In a Room with Radiohead - tintinnabula
http://www.the-tls.co.uk/articles/public/just-playing-in-a-room-with-friends/
======
atdt
If you were born at the right time, in the right place, with a suitably
brooding disposition, you got to grow up with this band. Pablo Honey was the
first album I ever bought, age 10. This was Israel and "Creep" had gotten big
after being featured in a racy television commercial for Castro, the clothing
company. It is not a very good record. Two years later, "The Bends" came out,
and gave the first real hint of the band's trajectory. "OK Computer", which
came out when I was fourteen, was the soundtrack to my teenage years: angry,
lonely, smart, scared, confused. (Fitter, happier..) I carried the liner notes
in my backpack. In my senior year of high school, "Kid A" came out, and I
found out the band had been listening to the same music I had been (Warp
Records, Aphex Twin, Autechre). "Amnesiac" was mostly forgettable, but by the
time "Hail to the Thief" and "In Rainbows" came out, I had -- like the band --
broken out of the self-serious and humorless teenage shell, and could
appreciate things like irony and fun and craft.

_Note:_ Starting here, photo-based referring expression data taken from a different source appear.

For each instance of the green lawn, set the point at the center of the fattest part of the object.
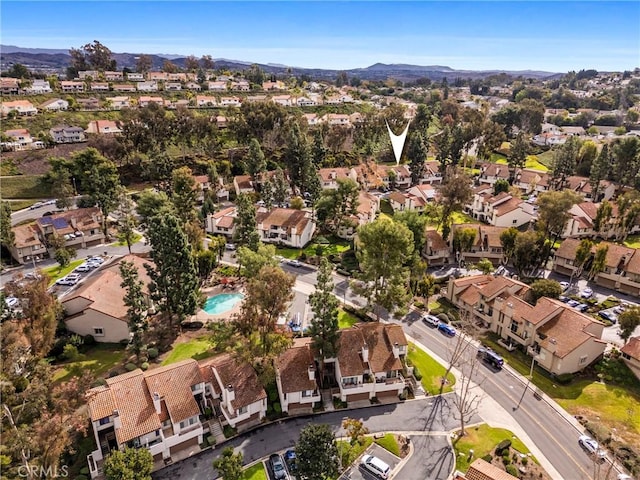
(136, 239)
(389, 442)
(197, 348)
(256, 472)
(483, 439)
(346, 320)
(55, 273)
(610, 403)
(633, 241)
(23, 187)
(430, 370)
(98, 360)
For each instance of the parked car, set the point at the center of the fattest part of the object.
(591, 446)
(431, 320)
(492, 358)
(277, 465)
(586, 293)
(376, 466)
(290, 460)
(447, 329)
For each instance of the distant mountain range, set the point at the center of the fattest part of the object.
(59, 59)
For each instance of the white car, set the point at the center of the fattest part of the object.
(586, 293)
(591, 446)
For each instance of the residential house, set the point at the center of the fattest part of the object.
(217, 86)
(67, 134)
(39, 87)
(90, 103)
(286, 226)
(157, 76)
(502, 210)
(435, 250)
(243, 184)
(144, 100)
(80, 228)
(561, 339)
(21, 107)
(482, 470)
(206, 101)
(631, 355)
(70, 86)
(222, 222)
(114, 76)
(99, 87)
(159, 410)
(55, 105)
(9, 86)
(118, 103)
(148, 86)
(401, 201)
(329, 176)
(124, 87)
(369, 362)
(97, 307)
(277, 85)
(284, 100)
(234, 390)
(296, 378)
(135, 77)
(103, 127)
(486, 243)
(230, 102)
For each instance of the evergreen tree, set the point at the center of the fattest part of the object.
(324, 326)
(135, 301)
(174, 279)
(246, 233)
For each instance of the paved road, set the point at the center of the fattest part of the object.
(430, 414)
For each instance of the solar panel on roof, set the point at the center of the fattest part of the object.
(59, 223)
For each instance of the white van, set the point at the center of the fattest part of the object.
(376, 466)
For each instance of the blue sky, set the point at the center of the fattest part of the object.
(549, 35)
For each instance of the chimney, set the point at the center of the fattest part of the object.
(365, 353)
(231, 396)
(117, 423)
(156, 402)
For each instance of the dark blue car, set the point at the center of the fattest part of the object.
(447, 329)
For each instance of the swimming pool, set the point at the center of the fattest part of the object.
(222, 303)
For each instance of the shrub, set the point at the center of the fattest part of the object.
(70, 352)
(502, 446)
(512, 470)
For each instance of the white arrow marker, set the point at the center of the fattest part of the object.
(397, 141)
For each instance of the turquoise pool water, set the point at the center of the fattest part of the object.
(222, 303)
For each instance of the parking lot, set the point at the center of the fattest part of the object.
(357, 472)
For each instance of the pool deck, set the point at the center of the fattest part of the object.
(205, 317)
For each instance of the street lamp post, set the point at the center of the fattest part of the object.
(533, 361)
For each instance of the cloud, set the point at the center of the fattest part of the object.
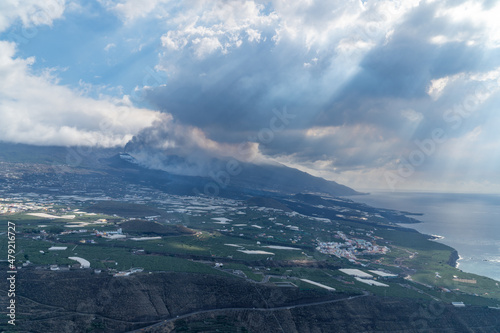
(36, 110)
(31, 13)
(365, 81)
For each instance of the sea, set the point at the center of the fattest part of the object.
(470, 223)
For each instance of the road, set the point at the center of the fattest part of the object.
(278, 308)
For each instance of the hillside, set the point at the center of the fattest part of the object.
(83, 302)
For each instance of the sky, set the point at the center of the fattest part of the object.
(387, 95)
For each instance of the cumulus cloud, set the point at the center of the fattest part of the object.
(36, 110)
(365, 80)
(30, 12)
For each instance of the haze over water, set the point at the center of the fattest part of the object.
(470, 223)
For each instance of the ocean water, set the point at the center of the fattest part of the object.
(470, 223)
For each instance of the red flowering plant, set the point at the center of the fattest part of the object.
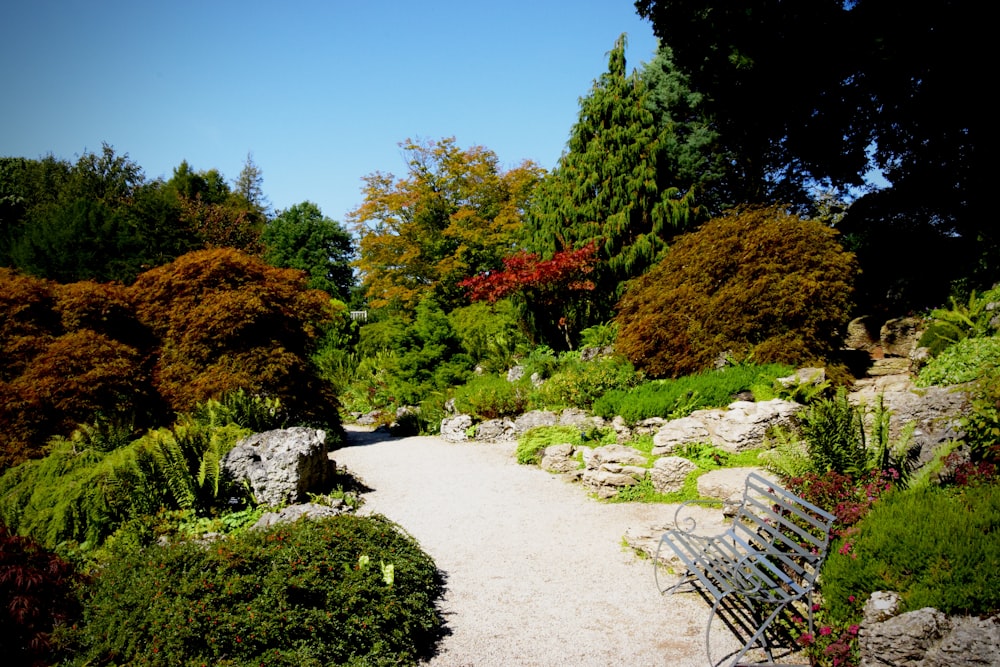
(550, 289)
(832, 643)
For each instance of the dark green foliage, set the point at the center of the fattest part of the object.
(937, 547)
(617, 185)
(532, 444)
(579, 383)
(492, 396)
(310, 593)
(982, 424)
(84, 490)
(756, 283)
(302, 238)
(491, 333)
(38, 589)
(679, 397)
(967, 360)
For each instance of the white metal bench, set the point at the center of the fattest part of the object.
(766, 560)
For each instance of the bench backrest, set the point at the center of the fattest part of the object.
(793, 533)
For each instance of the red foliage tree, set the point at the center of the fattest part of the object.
(549, 290)
(227, 321)
(542, 280)
(36, 595)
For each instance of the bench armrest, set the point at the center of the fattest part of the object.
(690, 525)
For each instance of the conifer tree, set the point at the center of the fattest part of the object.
(612, 186)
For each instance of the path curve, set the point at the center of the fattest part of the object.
(536, 571)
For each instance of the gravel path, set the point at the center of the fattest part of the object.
(536, 572)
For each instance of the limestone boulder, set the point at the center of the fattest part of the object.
(293, 513)
(281, 466)
(669, 472)
(456, 429)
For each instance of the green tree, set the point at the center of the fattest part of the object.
(827, 90)
(457, 213)
(302, 238)
(250, 186)
(614, 187)
(756, 283)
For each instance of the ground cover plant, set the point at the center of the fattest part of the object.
(89, 485)
(345, 590)
(679, 397)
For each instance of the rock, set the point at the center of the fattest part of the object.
(803, 376)
(534, 419)
(669, 472)
(619, 454)
(495, 430)
(295, 512)
(559, 459)
(740, 427)
(925, 637)
(903, 640)
(745, 424)
(727, 482)
(898, 337)
(890, 366)
(456, 429)
(971, 642)
(606, 483)
(281, 466)
(679, 432)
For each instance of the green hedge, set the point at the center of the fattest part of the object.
(936, 546)
(346, 591)
(679, 397)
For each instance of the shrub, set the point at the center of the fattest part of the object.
(938, 548)
(492, 396)
(972, 319)
(965, 361)
(757, 281)
(491, 333)
(832, 437)
(345, 590)
(82, 494)
(38, 589)
(679, 397)
(531, 445)
(578, 384)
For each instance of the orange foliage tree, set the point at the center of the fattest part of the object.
(70, 352)
(224, 321)
(757, 283)
(211, 322)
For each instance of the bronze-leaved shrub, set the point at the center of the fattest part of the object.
(757, 282)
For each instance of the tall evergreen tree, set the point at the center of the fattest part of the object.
(613, 186)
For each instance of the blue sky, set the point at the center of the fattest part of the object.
(320, 93)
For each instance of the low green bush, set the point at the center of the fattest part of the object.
(937, 547)
(490, 396)
(346, 591)
(965, 361)
(531, 445)
(579, 384)
(679, 397)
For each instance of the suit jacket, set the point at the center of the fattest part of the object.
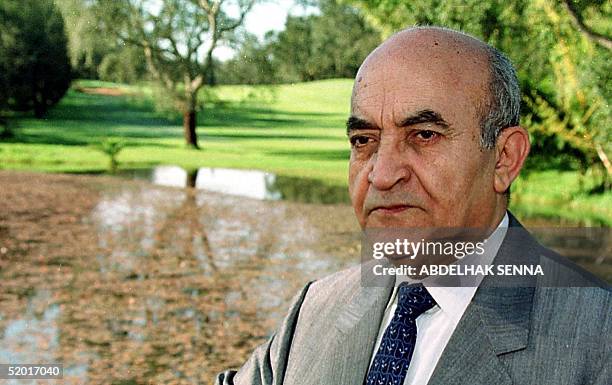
(509, 334)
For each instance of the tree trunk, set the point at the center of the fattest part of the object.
(189, 120)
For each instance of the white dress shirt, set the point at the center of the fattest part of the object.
(435, 326)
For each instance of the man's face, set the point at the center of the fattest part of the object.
(416, 159)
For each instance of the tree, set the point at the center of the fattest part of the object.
(178, 38)
(36, 70)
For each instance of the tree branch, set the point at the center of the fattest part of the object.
(598, 38)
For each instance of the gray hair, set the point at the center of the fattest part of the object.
(504, 106)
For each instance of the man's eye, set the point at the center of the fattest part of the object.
(427, 135)
(359, 140)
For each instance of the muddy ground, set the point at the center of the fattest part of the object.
(125, 282)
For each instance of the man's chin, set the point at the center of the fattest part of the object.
(410, 218)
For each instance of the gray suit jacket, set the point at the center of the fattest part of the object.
(534, 334)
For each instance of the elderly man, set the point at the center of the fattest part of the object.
(436, 142)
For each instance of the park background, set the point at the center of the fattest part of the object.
(172, 172)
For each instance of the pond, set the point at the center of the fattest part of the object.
(129, 282)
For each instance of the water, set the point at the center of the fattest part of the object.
(128, 282)
(254, 184)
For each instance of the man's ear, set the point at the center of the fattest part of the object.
(511, 150)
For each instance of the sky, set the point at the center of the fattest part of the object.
(266, 16)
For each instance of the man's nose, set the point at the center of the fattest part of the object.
(388, 166)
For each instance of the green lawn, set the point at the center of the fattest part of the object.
(292, 130)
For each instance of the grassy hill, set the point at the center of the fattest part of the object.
(292, 130)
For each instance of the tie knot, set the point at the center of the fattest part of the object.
(414, 298)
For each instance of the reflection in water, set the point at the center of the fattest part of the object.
(158, 285)
(246, 183)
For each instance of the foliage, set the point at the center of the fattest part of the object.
(33, 56)
(178, 38)
(293, 130)
(562, 54)
(330, 44)
(93, 53)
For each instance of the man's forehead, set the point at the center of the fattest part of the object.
(404, 76)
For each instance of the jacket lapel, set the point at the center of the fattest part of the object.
(354, 334)
(497, 321)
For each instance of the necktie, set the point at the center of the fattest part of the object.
(397, 344)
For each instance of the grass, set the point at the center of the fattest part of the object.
(292, 130)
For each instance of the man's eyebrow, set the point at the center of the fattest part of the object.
(354, 123)
(424, 116)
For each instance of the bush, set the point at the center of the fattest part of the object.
(33, 47)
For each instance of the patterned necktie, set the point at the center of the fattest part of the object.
(397, 344)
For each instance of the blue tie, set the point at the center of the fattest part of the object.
(397, 344)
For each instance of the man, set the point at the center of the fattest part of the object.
(436, 142)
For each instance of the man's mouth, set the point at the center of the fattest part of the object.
(390, 209)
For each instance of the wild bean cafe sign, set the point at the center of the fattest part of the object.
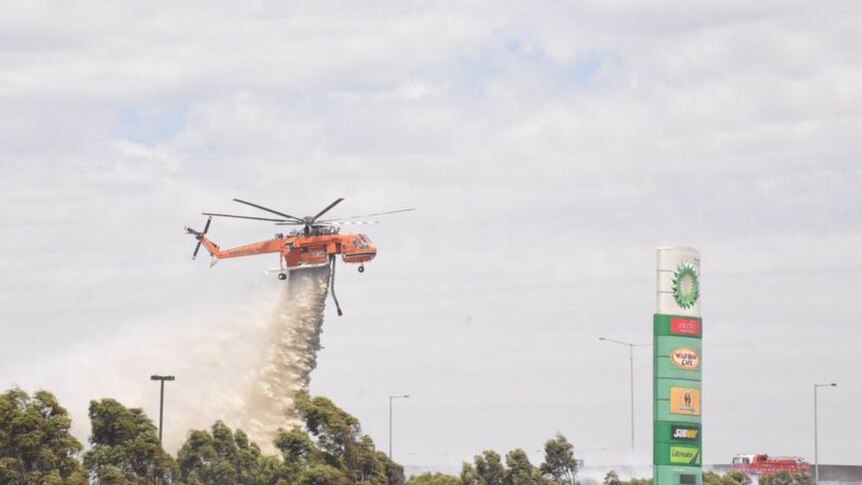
(685, 358)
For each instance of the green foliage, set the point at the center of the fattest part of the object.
(341, 446)
(35, 444)
(520, 471)
(487, 469)
(221, 458)
(560, 464)
(785, 478)
(126, 448)
(433, 479)
(611, 478)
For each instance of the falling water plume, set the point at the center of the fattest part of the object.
(289, 356)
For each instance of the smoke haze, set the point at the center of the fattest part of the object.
(289, 357)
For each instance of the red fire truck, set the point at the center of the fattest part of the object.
(761, 464)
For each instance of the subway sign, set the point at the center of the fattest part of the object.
(685, 433)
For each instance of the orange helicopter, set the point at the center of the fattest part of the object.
(313, 246)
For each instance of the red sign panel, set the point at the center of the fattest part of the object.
(685, 326)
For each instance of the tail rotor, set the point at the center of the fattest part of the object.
(199, 236)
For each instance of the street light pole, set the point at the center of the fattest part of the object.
(162, 380)
(816, 458)
(631, 347)
(403, 396)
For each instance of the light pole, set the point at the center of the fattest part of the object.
(161, 399)
(816, 458)
(631, 347)
(403, 396)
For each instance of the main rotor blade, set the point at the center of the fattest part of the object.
(351, 223)
(243, 217)
(368, 215)
(287, 216)
(324, 211)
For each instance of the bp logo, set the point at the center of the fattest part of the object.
(686, 288)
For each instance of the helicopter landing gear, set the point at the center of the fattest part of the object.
(332, 283)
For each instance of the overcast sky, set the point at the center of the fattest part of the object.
(549, 150)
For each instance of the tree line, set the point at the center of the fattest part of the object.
(36, 448)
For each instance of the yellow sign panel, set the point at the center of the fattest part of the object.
(685, 400)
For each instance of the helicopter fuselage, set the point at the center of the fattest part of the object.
(298, 251)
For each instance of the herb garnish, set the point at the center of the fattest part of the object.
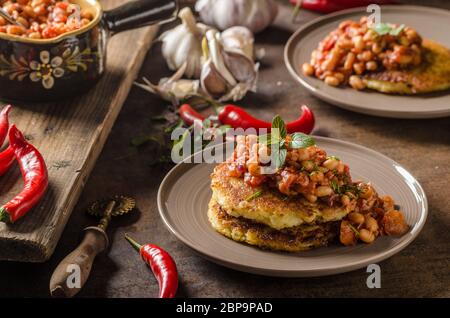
(335, 186)
(386, 28)
(353, 229)
(254, 195)
(277, 137)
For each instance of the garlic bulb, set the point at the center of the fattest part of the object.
(226, 75)
(253, 14)
(173, 88)
(238, 38)
(183, 44)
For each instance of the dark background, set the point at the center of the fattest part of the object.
(421, 146)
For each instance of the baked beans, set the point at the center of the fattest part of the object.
(320, 179)
(355, 49)
(43, 19)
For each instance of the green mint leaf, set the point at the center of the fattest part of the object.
(265, 139)
(253, 196)
(382, 28)
(278, 123)
(301, 140)
(396, 31)
(279, 157)
(335, 186)
(207, 123)
(159, 118)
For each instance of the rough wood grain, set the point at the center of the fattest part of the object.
(70, 134)
(421, 146)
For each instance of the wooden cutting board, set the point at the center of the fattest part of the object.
(70, 135)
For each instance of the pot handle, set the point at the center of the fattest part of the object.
(140, 13)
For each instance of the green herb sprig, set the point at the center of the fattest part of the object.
(277, 138)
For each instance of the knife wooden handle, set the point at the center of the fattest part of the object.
(73, 271)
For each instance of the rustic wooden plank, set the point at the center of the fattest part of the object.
(70, 134)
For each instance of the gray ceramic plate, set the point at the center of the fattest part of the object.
(185, 192)
(431, 23)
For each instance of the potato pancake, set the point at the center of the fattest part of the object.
(271, 207)
(296, 239)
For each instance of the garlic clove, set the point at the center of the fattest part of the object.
(212, 82)
(173, 87)
(240, 66)
(239, 38)
(215, 51)
(253, 14)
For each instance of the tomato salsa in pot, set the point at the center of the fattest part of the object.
(43, 19)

Do adolescents today have this kind of relationship with bands? That thing
Morrissey captured so well in "Rubber Ring": "But don't forget the songs /
That made you cry / And the songs that saved your life / Yes, you're older now
And you're a clever swine / But they were the only ones who ever stood by
you". The pop music landscape just seems so much broader now, so much more
diverse, and it moves so much faster, that it is hard for me to imagine
children and young adults having the same kind of abiding, intense association
with a particular act. It's probably a good thing!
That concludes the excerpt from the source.